Speaker naming: Generic labels like SPEAKER_00 are unhelpful in published subtitles. Map them to real names using pyannoteAI voiceprints or a manual labeling step before export.

Conclusion

Speaker-labeled subtitles are a straightforward composition of two well-defined components (diarization and ASR) joined by word-level alignment. The pipeline above produces standards-compliant SRT and VTT output suitable for video platforms, accessibility workflows, and searchable archives.
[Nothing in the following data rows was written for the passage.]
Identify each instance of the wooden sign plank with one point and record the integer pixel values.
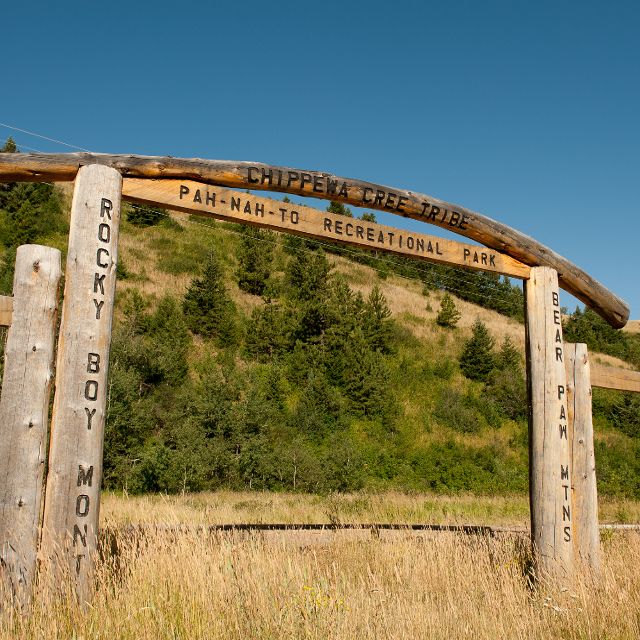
(317, 184)
(583, 460)
(549, 454)
(225, 204)
(24, 412)
(613, 378)
(72, 502)
(6, 310)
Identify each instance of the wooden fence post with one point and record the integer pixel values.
(585, 492)
(24, 413)
(70, 525)
(549, 454)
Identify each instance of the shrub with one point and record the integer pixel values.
(208, 309)
(255, 257)
(477, 359)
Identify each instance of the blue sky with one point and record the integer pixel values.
(527, 112)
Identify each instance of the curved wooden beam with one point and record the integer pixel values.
(317, 184)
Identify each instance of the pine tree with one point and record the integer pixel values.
(255, 258)
(207, 307)
(448, 315)
(508, 357)
(306, 275)
(477, 359)
(377, 324)
(144, 215)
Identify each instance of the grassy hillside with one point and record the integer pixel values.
(310, 386)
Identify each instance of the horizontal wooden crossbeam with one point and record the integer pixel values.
(6, 310)
(226, 204)
(317, 184)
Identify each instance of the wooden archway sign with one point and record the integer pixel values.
(70, 518)
(316, 184)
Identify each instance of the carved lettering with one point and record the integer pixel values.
(99, 306)
(106, 206)
(85, 477)
(90, 415)
(93, 363)
(91, 390)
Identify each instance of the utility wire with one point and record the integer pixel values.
(37, 135)
(450, 283)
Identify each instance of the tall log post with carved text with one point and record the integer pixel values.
(71, 513)
(549, 450)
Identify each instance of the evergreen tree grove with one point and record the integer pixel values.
(207, 307)
(255, 258)
(448, 315)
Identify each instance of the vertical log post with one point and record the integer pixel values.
(24, 412)
(549, 454)
(70, 525)
(585, 493)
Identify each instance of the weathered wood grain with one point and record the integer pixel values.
(583, 469)
(24, 409)
(549, 454)
(316, 184)
(614, 378)
(6, 310)
(75, 459)
(225, 204)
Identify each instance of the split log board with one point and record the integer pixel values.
(613, 378)
(316, 184)
(549, 452)
(225, 204)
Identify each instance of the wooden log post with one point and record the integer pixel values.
(71, 513)
(549, 454)
(24, 412)
(585, 493)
Once the alignment logic is in place, swapping ASR backends or extending to identity resolution with voiceprints requires only localized changes.

Full example

Putting all stages together:

from concurrent.futures import ThreadPoolExecutor

def generate_subtitles(audio_path: str, fmt: str = "srt") -> str:
    """Generate speaker-labeled subtitles from an audio file.

    Args:
        audio_path: Path to a local audio file in a supported format.
        fmt: Output format, either 'srt' or 'vtt'.
    """
    with ThreadPoolExecutor(max_workers=2) as executor:
        f_diarization = executor.submit(diarize, audio_path)
        f_words = executor.submit(transcribe, audio_path)
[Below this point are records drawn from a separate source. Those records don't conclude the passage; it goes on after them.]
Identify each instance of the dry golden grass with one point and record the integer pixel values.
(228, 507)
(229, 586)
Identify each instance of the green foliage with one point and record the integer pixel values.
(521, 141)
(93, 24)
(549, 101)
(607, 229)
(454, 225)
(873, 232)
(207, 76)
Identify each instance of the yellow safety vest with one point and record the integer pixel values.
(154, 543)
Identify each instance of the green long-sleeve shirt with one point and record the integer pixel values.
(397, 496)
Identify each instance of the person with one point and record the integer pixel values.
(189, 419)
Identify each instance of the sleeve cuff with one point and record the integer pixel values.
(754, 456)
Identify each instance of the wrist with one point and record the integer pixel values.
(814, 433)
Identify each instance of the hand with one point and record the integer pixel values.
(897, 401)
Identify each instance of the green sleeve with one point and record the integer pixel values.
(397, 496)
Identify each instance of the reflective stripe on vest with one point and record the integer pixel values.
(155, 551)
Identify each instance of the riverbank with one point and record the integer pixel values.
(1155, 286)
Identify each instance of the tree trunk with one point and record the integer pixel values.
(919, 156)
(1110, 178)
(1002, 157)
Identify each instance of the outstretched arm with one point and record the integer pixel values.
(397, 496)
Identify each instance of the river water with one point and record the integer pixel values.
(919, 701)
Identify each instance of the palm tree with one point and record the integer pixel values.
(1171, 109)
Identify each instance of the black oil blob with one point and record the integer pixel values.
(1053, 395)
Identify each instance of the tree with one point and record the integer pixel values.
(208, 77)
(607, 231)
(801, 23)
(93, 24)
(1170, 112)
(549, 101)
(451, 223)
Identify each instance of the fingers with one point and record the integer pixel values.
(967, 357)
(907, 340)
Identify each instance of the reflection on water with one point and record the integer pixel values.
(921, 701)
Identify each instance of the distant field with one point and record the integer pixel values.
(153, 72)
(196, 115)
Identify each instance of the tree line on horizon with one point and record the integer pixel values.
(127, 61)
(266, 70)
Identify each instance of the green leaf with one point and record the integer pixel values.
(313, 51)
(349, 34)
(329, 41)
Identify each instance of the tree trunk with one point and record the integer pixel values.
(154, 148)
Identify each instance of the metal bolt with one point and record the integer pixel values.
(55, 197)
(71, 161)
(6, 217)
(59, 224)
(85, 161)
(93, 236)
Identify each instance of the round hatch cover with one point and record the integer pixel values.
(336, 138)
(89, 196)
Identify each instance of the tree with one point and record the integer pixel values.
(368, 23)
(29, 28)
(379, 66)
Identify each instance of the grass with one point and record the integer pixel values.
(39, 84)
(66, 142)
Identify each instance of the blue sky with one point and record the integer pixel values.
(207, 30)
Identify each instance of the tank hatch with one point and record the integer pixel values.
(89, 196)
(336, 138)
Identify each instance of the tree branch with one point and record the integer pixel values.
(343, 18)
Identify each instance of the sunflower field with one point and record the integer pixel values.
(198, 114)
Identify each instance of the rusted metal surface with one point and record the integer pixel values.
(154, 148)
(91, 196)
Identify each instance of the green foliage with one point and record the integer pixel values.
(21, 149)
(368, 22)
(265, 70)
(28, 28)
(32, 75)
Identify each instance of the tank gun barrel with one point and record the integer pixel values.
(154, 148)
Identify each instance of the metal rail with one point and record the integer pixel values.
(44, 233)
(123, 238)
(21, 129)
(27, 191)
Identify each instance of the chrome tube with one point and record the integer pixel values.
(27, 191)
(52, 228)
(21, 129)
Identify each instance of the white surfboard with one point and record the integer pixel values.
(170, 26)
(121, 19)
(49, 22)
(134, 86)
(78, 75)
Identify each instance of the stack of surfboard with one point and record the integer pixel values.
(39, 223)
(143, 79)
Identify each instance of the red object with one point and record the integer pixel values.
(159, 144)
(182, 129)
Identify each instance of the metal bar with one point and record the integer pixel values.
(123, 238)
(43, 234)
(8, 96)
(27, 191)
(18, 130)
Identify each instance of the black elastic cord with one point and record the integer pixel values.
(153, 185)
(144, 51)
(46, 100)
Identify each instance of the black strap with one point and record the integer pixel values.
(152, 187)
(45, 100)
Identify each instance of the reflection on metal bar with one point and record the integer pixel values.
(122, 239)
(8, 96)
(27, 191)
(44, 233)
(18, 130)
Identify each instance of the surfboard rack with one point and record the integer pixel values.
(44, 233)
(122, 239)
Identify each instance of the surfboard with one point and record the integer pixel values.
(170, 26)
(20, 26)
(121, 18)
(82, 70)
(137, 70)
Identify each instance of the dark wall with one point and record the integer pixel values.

    diarization = f_diarization.result()
    words = f_words.result()

    labeled_words = assign_speakers(words, diarization)
    cues = build_cues(labeled_words)

    if fmt == "vtt":
        return to_vtt(cues)
    return to_srt(cues)

if __name__ == "__main__":
    srt_output = generate_subtitles("meeting.mp3")
    with open("meeting.srt", "w") as f:
        f.write(srt_output)
    print("Subtitles written to meeting.srt")

Diarization and transcription run concurrently since they are independent. The entire pipeline takes roughly the duration of the slower API call plus negligible local processing for alignment and formatting.